Le président de la formation de jugement a dispensé le rapporteur public, sur sa proposition, de prononcer des conclusions à l'audience.
Les parties ont été régulièrement averties du jour de l'audience.
Le rapport de M. Julien Sorin, président-assesseur, a été entendu au cours de l'audience publique.
Considérant ce qui suit :
1. Mme C... A..., ressortissante marocaine née le 31 mars 1970, interjette appel du jugement du 12 novembre 2019 par lequel le tribunal administratif de Lille a rejeté sa demande tendant à l'annulation de l'arrêté du 8 octobre 2018 du préfet du Nord refusant de lui délivrer un titre de séjour, l'obligeant à quitter le territoire français dans un délai de trente jours et fixant le pays de destination.
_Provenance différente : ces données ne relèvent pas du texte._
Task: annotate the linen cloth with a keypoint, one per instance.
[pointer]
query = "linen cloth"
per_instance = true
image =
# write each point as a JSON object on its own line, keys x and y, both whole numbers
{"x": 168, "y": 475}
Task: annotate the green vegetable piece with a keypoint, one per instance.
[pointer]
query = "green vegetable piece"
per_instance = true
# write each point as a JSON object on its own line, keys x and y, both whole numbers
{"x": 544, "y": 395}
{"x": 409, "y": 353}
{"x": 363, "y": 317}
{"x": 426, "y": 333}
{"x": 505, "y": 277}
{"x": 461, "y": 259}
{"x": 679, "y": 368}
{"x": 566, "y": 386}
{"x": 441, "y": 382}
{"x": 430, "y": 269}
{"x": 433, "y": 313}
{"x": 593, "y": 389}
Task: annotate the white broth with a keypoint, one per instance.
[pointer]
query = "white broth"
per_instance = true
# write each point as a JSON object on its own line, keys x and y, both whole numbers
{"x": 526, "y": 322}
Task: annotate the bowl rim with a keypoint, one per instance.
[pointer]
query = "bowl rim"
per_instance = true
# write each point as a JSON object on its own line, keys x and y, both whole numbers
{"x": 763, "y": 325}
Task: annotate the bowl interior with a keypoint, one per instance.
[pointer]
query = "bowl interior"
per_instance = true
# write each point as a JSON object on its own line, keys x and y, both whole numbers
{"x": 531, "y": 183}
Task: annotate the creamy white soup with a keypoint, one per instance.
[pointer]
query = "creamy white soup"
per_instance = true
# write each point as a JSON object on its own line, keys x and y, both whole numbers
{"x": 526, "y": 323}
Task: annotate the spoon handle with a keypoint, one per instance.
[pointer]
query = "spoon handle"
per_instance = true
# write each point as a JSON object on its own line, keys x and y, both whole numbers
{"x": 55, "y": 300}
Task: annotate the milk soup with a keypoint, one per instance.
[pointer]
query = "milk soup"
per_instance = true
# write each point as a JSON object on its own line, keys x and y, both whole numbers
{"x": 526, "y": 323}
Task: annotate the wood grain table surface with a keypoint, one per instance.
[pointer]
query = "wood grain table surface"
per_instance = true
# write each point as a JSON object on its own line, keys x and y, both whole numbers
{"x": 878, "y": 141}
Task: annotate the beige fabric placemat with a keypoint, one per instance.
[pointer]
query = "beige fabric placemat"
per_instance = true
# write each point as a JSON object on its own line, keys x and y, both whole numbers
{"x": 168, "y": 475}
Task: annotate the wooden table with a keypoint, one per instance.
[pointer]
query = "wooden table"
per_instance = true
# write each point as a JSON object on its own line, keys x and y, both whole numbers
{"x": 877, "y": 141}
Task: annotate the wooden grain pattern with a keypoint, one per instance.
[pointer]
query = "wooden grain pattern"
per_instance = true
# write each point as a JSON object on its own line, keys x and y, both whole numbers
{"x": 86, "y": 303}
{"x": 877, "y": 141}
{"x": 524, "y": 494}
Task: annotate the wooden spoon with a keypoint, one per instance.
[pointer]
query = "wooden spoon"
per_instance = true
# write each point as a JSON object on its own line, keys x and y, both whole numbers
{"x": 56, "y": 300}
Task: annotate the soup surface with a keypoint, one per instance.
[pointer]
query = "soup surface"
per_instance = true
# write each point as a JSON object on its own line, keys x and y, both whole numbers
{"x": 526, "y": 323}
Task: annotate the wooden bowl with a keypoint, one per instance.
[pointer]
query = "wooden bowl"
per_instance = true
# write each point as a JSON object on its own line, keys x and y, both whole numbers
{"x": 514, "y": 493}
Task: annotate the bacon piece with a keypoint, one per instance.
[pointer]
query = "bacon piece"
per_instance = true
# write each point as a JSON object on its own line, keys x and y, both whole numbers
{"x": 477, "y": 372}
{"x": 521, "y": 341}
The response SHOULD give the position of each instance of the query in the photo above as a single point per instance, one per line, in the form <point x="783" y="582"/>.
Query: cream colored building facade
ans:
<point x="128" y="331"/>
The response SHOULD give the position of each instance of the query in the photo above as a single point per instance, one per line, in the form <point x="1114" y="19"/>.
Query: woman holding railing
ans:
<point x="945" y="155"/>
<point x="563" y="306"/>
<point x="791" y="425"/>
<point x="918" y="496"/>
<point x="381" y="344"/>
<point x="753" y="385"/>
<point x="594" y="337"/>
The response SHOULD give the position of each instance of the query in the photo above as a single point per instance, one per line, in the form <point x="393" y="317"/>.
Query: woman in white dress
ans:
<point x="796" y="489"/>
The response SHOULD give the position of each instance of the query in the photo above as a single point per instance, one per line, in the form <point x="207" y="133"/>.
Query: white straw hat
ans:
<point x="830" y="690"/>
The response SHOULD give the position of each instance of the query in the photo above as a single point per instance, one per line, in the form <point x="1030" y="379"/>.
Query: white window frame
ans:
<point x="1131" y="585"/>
Sur le bien-fondé du jugement attaqué :
2. En premier lieu, en vertu de l'article L. 211-5 du code des relations entre le public et l'administration, les décisions individuelles défavorables doivent comporter l'énoncé des considérations de droit et de fait qui constituent leur fondement. Il résulte de l'examen des motifs de l'arrêté du 8 octobre 2018 en litige que ladite décision, qui fait état avec précision de la situation de Mme A... en France, répond aux exigences de motivation posées par l'article L. 211-5 précité. Par suite, le moyen tiré de l'insuffisance de motivation doit être écarté.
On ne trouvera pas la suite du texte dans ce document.